Auditors returned after learning the fire occurred in the building’s garage, and managers claimed the records were left in the building during its demolition.

The records surfaced when auditors issued a draft report labeling the entire amount reimbursed through Medicaid an overpayment.

“They said, ‘Oh, you mean these records?” Auditor Dave Yost said.

Yost recounted the story at a news conference Tuesday for the release of a report documenting noncompliance in Ohio’s Medicaid program.

The report documents $33.3 million in overpayments to 121 providers over a seven-year period including $458,083 to Angel Carriers from 2011 to 2014 ­­— nearly 98 percent of the amount paid to the provider.

Atty. J. Michael Thompson, who represents Angel Carriers, said the claims reflect record-keeping issues following the fire, not the quality of services his client provides.

“This report raises significant doubts as to whether Angel Carriers will receive due process or a fair hearing,” he said in a statement. “No business should be condemned publicly like this while a case is still pending, as guilty until proven innocent.”

The auditor also found three other Mahoning County providers received $98,024 in overpayments.

Sebring psychologist David W. DeLong received $82,746 in reimbursements the auditor’s office deemed improper from 2008 through 2010.

The reasons included services where the activity documented did not match the service billed, services with no supporting documentation and services where the documentation did not support the time billed.

The Vindicator could not contact Dr. DeLong.

Summit Academy Youngstown received $14,663 in improper reimbursements from 2011 to 2013, according to auditor’s reports.

The charter school billed for services for students who were absent or not enrolled on the dates of service.

At the time, Summit’s interim CEO told The Vindicator the overpayments resulted from clerical errors and the company intended to refund the payments.

Finally, Homecare with Heart LLC of Boardman received $614 in improper payments between 2009 and 2011, according to the report.

Those resulted from services in which a physician did not sign the plan of care and others where documentation did not support the paid service.

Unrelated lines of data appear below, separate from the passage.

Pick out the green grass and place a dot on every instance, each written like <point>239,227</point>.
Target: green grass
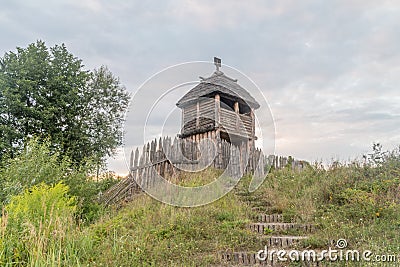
<point>358,202</point>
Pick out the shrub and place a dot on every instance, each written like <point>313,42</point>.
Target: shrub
<point>35,226</point>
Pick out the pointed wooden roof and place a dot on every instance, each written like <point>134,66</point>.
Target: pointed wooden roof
<point>218,82</point>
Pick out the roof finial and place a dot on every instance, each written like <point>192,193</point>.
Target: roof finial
<point>217,63</point>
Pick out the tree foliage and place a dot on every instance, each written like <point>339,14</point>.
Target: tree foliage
<point>46,92</point>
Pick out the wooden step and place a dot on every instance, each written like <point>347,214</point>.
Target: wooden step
<point>269,218</point>
<point>283,241</point>
<point>250,259</point>
<point>260,227</point>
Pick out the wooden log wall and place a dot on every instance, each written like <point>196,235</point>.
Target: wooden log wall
<point>169,156</point>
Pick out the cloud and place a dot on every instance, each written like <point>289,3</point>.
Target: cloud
<point>330,70</point>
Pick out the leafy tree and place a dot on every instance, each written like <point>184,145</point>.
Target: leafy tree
<point>46,92</point>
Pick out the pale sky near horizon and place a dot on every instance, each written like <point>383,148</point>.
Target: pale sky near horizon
<point>329,69</point>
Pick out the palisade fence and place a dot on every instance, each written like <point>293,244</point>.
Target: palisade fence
<point>167,157</point>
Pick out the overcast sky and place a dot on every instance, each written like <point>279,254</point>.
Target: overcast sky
<point>330,70</point>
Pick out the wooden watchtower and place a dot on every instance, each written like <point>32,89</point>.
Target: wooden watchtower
<point>218,108</point>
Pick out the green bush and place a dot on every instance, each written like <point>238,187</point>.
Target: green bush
<point>38,164</point>
<point>35,226</point>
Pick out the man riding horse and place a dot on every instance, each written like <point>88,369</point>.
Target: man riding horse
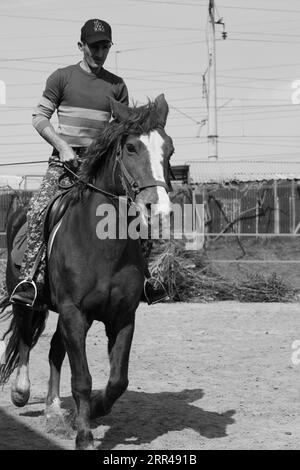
<point>81,95</point>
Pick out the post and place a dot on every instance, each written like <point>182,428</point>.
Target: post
<point>276,209</point>
<point>212,86</point>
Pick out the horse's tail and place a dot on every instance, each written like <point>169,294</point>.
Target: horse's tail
<point>15,332</point>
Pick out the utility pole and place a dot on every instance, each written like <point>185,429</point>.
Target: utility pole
<point>212,86</point>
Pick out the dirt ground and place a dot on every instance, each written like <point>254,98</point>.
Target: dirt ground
<point>202,376</point>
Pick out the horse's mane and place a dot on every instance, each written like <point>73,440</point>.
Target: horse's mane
<point>140,120</point>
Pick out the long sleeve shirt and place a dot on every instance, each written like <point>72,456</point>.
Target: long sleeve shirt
<point>81,100</point>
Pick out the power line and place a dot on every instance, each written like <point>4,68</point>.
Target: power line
<point>23,163</point>
<point>270,10</point>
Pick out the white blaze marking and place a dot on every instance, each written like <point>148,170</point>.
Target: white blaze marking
<point>154,143</point>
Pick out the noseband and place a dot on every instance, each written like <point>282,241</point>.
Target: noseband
<point>131,186</point>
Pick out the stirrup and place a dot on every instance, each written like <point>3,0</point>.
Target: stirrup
<point>19,299</point>
<point>154,294</point>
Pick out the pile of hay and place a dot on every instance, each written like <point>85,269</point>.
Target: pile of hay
<point>190,277</point>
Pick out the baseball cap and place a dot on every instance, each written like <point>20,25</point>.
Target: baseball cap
<point>95,30</point>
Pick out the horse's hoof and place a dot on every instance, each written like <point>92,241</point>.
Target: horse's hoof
<point>57,420</point>
<point>85,441</point>
<point>20,397</point>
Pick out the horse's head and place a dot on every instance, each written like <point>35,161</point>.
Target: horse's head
<point>144,153</point>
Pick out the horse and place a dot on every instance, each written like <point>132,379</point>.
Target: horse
<point>91,278</point>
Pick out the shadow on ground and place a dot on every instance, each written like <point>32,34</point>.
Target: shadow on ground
<point>139,417</point>
<point>15,435</point>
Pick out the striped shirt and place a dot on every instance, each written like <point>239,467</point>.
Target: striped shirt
<point>82,103</point>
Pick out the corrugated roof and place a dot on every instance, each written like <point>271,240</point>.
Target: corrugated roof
<point>11,181</point>
<point>226,171</point>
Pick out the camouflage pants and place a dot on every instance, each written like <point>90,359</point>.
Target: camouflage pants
<point>35,219</point>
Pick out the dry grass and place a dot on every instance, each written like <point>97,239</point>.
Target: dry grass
<point>193,276</point>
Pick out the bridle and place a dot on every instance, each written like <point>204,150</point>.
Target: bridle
<point>131,186</point>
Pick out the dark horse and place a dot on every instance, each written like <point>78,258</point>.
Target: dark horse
<point>92,278</point>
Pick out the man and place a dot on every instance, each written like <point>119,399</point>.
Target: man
<point>80,94</point>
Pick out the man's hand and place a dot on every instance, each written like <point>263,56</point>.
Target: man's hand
<point>67,153</point>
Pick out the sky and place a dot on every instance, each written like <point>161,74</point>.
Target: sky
<point>161,47</point>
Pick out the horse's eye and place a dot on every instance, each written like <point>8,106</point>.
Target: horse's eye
<point>130,148</point>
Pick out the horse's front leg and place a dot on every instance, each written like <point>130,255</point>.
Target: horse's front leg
<point>119,344</point>
<point>20,390</point>
<point>74,327</point>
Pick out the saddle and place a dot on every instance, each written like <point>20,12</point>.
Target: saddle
<point>54,213</point>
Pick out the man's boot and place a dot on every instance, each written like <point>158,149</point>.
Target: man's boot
<point>24,293</point>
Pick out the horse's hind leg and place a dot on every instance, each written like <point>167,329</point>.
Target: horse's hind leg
<point>54,414</point>
<point>56,356</point>
<point>119,344</point>
<point>74,327</point>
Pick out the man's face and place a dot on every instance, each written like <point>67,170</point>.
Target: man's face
<point>95,54</point>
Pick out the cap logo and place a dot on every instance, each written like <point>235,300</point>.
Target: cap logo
<point>98,26</point>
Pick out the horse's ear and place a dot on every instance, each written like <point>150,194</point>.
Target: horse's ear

Vicki Lee, who manages compliance for the company, said the organization is very diligent about meeting requirements, but there are a lot of moving parts.

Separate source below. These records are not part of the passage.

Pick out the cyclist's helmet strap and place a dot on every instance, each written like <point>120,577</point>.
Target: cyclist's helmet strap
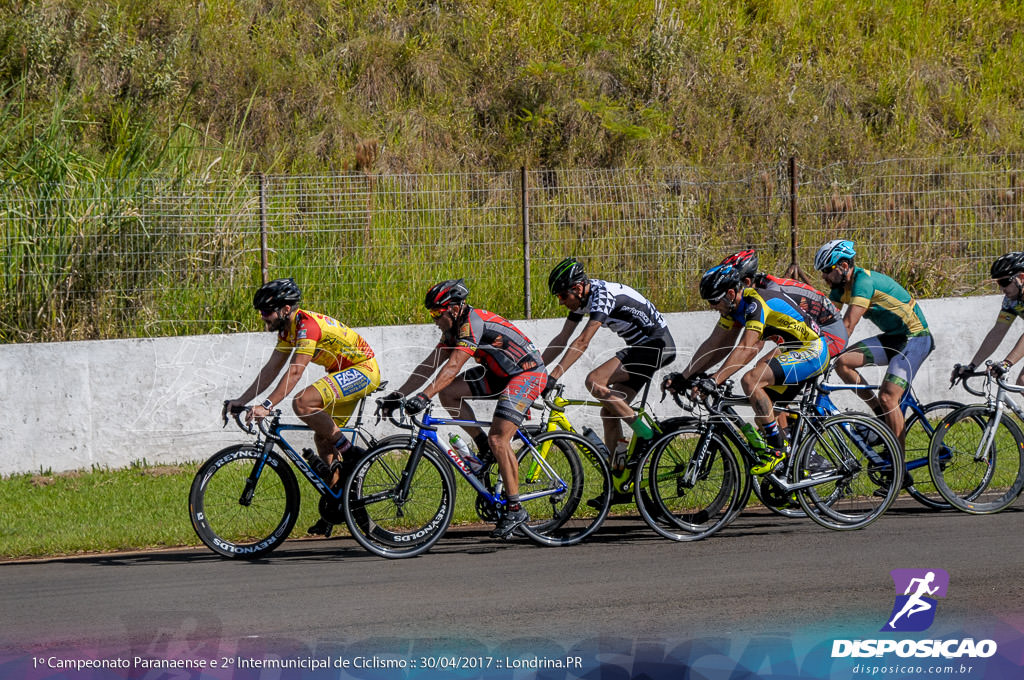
<point>745,262</point>
<point>719,280</point>
<point>1008,265</point>
<point>566,273</point>
<point>833,253</point>
<point>446,293</point>
<point>275,294</point>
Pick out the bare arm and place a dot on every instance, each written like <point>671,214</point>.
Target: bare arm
<point>742,354</point>
<point>456,360</point>
<point>853,314</point>
<point>576,349</point>
<point>712,350</point>
<point>266,375</point>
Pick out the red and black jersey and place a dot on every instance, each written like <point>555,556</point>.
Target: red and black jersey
<point>495,342</point>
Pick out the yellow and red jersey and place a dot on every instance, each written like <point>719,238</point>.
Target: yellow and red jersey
<point>331,343</point>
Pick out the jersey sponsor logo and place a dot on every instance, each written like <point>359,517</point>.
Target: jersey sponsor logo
<point>351,381</point>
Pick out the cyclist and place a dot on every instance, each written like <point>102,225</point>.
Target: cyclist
<point>752,316</point>
<point>1008,270</point>
<point>616,381</point>
<point>905,340</point>
<point>511,371</point>
<point>326,405</point>
<point>811,301</point>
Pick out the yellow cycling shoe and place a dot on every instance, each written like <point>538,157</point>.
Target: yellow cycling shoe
<point>769,461</point>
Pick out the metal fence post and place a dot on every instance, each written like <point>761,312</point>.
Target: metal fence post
<point>264,263</point>
<point>794,271</point>
<point>524,206</point>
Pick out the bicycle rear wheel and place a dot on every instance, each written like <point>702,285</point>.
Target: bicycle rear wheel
<point>692,499</point>
<point>388,522</point>
<point>918,439</point>
<point>971,476</point>
<point>857,482</point>
<point>241,507</point>
<point>564,484</point>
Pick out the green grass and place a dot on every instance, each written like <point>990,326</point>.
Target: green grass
<point>139,507</point>
<point>107,107</point>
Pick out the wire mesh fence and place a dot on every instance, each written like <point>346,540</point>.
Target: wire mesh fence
<point>161,256</point>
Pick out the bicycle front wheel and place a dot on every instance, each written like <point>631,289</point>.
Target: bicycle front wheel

“We corrected [the error], and now we continue to try to do better,” she said.

Home health care providers and transportation providers accounted for 86 percent of improper payments, Yost said, despite making up 30 percent of Medicaid providers.

The majority arise from failure to maintain complete documentation, services provided by unqualified employees and a lack of service authorization from a physician.

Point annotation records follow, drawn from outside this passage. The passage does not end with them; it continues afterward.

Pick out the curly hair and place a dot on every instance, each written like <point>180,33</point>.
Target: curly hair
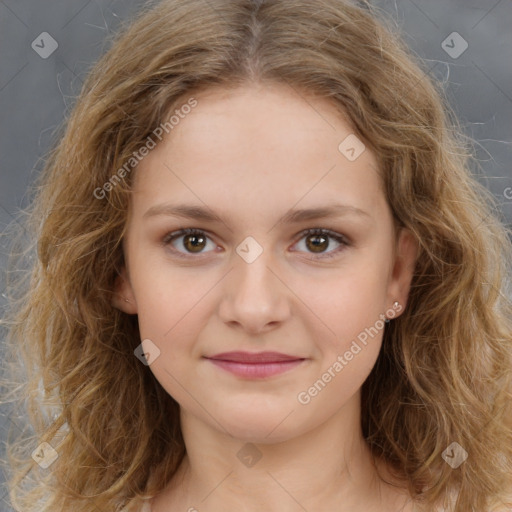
<point>444,371</point>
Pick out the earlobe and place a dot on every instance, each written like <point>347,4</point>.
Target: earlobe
<point>123,297</point>
<point>403,269</point>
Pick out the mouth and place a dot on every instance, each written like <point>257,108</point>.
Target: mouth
<point>255,365</point>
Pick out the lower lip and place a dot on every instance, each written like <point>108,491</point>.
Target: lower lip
<point>256,370</point>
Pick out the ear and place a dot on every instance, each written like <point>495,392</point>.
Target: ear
<point>403,268</point>
<point>123,297</point>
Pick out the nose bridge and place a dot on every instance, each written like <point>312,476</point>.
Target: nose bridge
<point>254,295</point>
<point>253,265</point>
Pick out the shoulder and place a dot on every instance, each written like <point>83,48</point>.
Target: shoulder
<point>145,507</point>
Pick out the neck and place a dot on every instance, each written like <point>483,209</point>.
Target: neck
<point>328,468</point>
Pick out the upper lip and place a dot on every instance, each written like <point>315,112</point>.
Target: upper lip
<point>254,357</point>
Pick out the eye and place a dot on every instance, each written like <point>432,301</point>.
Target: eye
<point>317,241</point>
<point>194,241</point>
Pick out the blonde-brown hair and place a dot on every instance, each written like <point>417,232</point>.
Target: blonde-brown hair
<point>444,371</point>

The auditor said 60 providers have paid only $1.9 million of $19 million in findings against them and advocated for legislation to help mitigate that problem.

Senate Bill 218, introduced by Peggy Lehner of Kettering, R-6th, would require Medicaid providers to obtain a surety bond. It would also require providers to complete certification before they receive payments.

“The idea that you can catch up on your certifications and we’ll pay you in the meantime is a profoundly stupid idea,” Yost said. “This bill would fix that bass ackwards approach.”